I continued writing letters, not only to government officials, but to Vincent, hoping that my words would get through to him.
I waited, all the while carrying on with my efforts, but not one reply arrived.
Then in November 1991, I received a letter from PEN stating that Vincent had been released from prison. It was a spiritual high like no other, especially after receiving word several months earlier that there had been a serious crackdown on journalists in Rwanda. I was ecstatic that Vincent was free. I could not help but feel proud of my efforts, telling myself that I had done something truly worthwhile for another human being. I assured myself that this was what life was all about. This was the essence of human existence. Our efforts had made a difference.
In May of 1992. I received a letter from Vincent. The words were handwritten on delicate onionskin. The stamp was a reproduction of a colourful painting which featured a member of the National Defence handing out food from straw baskets to thankful men and women. The letter read:
“I’m released, yes, and have already set up a political party. . . We think that we can be protected more than we are now. We are planning to send a delegation to Europe, Canada and USA. . . We are living a very hard life here in Rwanda, the hardest since the whole history of our country. . . We want a real revolution. We want to uproot this banishing system of dictatorship. . .”
Vincent went on to explain the specific breakdown of who would be travelling in the delegation. It would feature three members. They needed assistance in purchasing plane tickets. Vincent continued:
“Please try to help according to your possibilities, of course…I apologize for my poor English but I think that you’ll make your utmost to get what I desire to tell you…”
Vincent was free.

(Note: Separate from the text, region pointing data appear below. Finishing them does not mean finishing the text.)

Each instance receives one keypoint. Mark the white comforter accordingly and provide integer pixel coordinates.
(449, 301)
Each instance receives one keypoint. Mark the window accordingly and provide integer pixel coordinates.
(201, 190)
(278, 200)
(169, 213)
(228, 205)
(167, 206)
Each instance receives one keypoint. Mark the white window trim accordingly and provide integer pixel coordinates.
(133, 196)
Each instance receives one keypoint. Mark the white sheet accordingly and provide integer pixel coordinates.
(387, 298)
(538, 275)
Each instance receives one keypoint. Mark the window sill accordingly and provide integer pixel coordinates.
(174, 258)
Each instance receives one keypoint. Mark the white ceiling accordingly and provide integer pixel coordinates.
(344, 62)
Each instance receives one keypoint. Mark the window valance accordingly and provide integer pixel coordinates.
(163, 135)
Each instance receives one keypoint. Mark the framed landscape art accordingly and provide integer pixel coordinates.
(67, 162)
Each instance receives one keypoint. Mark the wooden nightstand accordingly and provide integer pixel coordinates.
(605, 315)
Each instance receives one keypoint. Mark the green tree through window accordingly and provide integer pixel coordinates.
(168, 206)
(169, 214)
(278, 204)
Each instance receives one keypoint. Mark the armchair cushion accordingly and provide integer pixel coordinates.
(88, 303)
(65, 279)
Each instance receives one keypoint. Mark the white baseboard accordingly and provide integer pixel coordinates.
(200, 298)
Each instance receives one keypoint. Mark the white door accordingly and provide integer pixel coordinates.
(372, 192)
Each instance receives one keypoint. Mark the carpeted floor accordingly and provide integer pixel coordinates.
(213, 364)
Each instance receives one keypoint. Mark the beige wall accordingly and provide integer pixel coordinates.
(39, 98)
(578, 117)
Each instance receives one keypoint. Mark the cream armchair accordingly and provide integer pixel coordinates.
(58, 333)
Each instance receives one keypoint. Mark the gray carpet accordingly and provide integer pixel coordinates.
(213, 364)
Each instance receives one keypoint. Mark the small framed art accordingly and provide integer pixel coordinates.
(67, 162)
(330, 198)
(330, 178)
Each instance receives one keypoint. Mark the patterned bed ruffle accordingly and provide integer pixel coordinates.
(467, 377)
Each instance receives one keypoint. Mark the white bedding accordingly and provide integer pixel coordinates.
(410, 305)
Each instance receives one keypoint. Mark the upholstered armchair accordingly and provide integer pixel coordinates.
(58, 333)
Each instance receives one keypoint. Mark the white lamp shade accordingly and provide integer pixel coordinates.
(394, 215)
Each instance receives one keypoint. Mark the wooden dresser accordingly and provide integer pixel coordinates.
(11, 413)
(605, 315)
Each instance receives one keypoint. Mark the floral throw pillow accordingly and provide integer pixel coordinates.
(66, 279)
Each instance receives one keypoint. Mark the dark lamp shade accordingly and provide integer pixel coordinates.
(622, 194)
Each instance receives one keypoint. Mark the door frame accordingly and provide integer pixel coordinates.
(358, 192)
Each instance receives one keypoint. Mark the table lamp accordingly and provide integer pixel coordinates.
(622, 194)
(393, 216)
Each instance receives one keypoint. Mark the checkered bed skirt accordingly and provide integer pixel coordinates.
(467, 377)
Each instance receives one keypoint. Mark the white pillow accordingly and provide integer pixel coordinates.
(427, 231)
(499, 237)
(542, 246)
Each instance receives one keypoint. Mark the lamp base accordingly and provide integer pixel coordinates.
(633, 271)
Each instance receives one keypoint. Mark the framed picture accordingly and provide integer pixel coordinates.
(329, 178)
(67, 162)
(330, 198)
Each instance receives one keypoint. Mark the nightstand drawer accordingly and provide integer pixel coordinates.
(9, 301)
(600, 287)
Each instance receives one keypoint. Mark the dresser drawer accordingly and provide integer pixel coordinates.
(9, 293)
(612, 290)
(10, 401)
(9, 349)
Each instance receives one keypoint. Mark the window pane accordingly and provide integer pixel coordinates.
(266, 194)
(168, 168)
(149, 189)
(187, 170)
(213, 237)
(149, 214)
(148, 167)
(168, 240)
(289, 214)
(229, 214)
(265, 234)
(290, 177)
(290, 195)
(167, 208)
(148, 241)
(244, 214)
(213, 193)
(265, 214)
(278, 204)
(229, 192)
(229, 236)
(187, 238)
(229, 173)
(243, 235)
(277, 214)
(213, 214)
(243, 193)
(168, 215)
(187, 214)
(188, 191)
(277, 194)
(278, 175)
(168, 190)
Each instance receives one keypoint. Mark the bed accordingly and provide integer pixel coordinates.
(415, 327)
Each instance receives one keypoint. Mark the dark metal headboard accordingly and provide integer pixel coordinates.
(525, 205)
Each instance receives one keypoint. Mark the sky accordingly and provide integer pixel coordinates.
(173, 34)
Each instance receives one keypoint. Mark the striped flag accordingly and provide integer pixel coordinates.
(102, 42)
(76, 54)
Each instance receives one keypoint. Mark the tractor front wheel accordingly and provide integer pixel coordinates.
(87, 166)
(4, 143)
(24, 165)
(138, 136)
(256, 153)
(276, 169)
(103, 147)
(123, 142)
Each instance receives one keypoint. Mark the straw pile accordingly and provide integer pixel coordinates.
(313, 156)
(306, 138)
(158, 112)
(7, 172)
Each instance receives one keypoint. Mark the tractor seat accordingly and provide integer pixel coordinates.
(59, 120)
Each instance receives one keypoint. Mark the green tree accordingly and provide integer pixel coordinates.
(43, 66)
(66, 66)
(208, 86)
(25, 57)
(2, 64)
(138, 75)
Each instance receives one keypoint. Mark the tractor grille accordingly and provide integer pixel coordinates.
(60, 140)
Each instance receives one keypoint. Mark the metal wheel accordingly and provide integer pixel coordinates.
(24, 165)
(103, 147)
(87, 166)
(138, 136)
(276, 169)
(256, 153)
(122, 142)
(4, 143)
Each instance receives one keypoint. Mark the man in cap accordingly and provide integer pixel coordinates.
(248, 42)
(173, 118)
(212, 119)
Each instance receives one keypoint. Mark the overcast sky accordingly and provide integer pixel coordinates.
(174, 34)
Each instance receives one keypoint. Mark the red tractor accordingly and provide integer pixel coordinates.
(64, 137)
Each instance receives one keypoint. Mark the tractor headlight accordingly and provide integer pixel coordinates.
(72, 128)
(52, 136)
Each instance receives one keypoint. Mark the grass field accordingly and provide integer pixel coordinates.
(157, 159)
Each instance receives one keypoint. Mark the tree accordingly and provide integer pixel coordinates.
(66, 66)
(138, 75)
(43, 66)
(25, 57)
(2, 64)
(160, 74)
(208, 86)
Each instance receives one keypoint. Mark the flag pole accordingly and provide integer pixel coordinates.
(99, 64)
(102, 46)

I forwarded a copy of Vincent’s letter to PEN Canada and – at the same time – requested a new prisoner to mind. If this was the way the system worked, then I would very much like to be a part of it.

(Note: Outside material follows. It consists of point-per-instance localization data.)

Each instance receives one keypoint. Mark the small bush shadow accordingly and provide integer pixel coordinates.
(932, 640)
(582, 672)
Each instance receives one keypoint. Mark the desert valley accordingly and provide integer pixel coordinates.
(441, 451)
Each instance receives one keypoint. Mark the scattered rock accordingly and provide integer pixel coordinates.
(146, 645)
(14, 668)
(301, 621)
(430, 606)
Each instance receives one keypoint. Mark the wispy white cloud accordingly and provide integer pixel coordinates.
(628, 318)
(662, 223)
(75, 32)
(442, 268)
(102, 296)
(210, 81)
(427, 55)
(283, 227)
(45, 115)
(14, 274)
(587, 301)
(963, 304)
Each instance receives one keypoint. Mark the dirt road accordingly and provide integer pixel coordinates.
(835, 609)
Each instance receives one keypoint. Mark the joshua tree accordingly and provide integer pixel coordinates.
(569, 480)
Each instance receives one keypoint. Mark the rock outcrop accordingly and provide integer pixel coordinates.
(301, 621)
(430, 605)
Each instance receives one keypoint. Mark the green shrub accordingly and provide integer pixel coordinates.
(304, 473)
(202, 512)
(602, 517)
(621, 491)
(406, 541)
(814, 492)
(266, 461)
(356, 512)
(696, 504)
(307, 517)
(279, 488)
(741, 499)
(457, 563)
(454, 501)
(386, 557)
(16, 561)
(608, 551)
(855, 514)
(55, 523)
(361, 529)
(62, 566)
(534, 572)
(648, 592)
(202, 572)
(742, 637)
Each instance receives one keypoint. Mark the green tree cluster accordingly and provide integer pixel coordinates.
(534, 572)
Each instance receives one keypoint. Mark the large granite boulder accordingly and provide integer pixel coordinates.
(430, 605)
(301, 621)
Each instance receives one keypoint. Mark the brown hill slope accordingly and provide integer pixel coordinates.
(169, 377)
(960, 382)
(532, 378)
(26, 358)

In late 1992, I was assigned Zargana, the satirist from Myanmar/Burma who was imprisoned for telling jokes. Less than a year later, after following the same course as with Vincent, he was released.
My third prisoner became Bela Malaquias from Angola. In April 1994 I received relevant information relating to Bela’s case. Shortly after writing my first letter to Angolan officials, I watched a fax from PEN Canada inching out of the machine, informing me that Vincent Rwabukwisi had been killed. He was free and they had killed him and no one, no measure of stern diplomacy, no intense session of negotiation could have saved his life.
That day I explained the news to my wife, warm tears glossing my eyes as I glanced out the window at the calm countryside beyond the house where we were staying. The absurdity and frustration of the killing tangled my emotions because it was an act that intimate roots. My struggle to free Vincent had made him alive in my mind He was not one of the distant dead on television. He was a man who had picked up a pen and outlined his thoughts in a letter that was sent to me, a letter that I had held in my hands and read while hearing his voice. His words – that connection – had made him real.
“People actually walked into his house and killed him,” I told my wife.
With the news of this death, Vincent was suddenly – inexplicably – so much closer to me. He was gone. Rwanda was closer to me. It became more than a headline in a newspaper. The horror of that country had violated my home, struck me inside my skull and left me staggering through my our heart. It made no sense to me. Vincent has been free, and yet he had remained in Rwanda to fight. “We want a real revolution. . .” He had shouted louder, until men, hearing the perfect clarity of his promise, found him in his home and shot him dead. They had left his empty body where it crumbled, incapable of uttering another word, then hurried off to kill others graced with voices they could call their own.
Vincent’s letter of March, 1992 ended with the following:
“…and thanks to you very much one more time for all that you and your group have done for us; tell them that we are sincerely grateful.”